Arts, Humanities and Social Science

President Goodluck Jonathan’s Transformation Agenda and Nigeria’s Foreign Policy
Blessing E. N. Thom-Otuya, PhD

After the Second World War in 1945, the foreign policy direction of most developing nations was to liberate themselves from the shackles of colonialism and adjusting themselves to the politics of bipolarism. Fifty years after, most African countries have been liberated. The cold war between the western capitalist bloc and the eastern socialist bloc no longer exists. From the fall of the Berlin wall; there was an emergence of a new international relations and challenges. The world was faced with new realities the challenge of bad governance, poverty, civil war, terrorism, environmental degradation, threat of nuclear war, piracy, oil theft, illegal bunkering, proliferation of small arms and light weapons and transnational crimes among others. Nigerians including President Goodluck Jonathan are clamouring for change of Nigeria’s foreign policy direction to meet the emerging trends in the international State system. Nigeria before now has been giving various assistance to African countries without gaining anything.

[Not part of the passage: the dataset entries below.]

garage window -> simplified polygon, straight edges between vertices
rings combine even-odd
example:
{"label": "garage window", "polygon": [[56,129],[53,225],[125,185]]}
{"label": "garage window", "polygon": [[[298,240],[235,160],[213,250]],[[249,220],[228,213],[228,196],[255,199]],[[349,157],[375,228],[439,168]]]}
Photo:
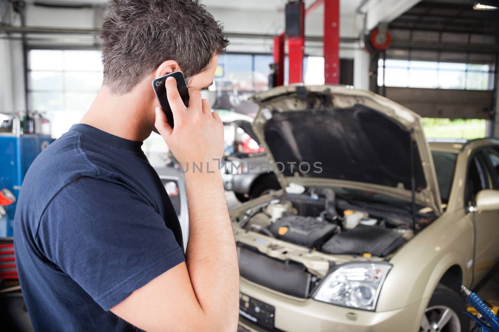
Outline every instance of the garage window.
{"label": "garage window", "polygon": [[427,138],[473,139],[485,137],[487,120],[423,117],[423,129]]}
{"label": "garage window", "polygon": [[[387,59],[378,62],[380,87],[493,90],[492,63],[463,63]],[[384,67],[384,68],[383,68]]]}
{"label": "garage window", "polygon": [[28,62],[29,109],[44,113],[58,137],[79,121],[100,88],[100,52],[33,49]]}

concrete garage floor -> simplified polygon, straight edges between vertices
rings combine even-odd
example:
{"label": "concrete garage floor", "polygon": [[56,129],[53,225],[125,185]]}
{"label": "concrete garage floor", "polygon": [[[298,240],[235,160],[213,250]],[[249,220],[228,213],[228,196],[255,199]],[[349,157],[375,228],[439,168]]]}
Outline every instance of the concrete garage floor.
{"label": "concrete garage floor", "polygon": [[[226,197],[229,208],[240,204],[232,192],[226,192]],[[499,275],[496,274],[479,292],[478,295],[485,300],[499,301]],[[19,293],[0,295],[0,322],[1,322],[0,326],[1,326],[2,331],[33,331],[27,312]]]}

The Transformation Agenda of President Goodluck Jonathan is a holistic attempt to reform and transform the Nigerian State. The transformation agenda is the articulation of government prioritized policies, programmes and projects that will guide Jonathan’s administration from 2011 to 2015. The Nigerian foreign policy will definitely seek for greater responsibilities. How can her national interest be maximized utilizing the on-going transformation programme? This paper is an attempt to explore the foreign policy of Goodluck Jonathan within the context of the Transformation Agenda; and suggest ways of strengthening Nigeria’s foreign policy. The ultimate goal of the paper is to reposition Nigeria’s foreign policy for a greater role and influence in the international state system.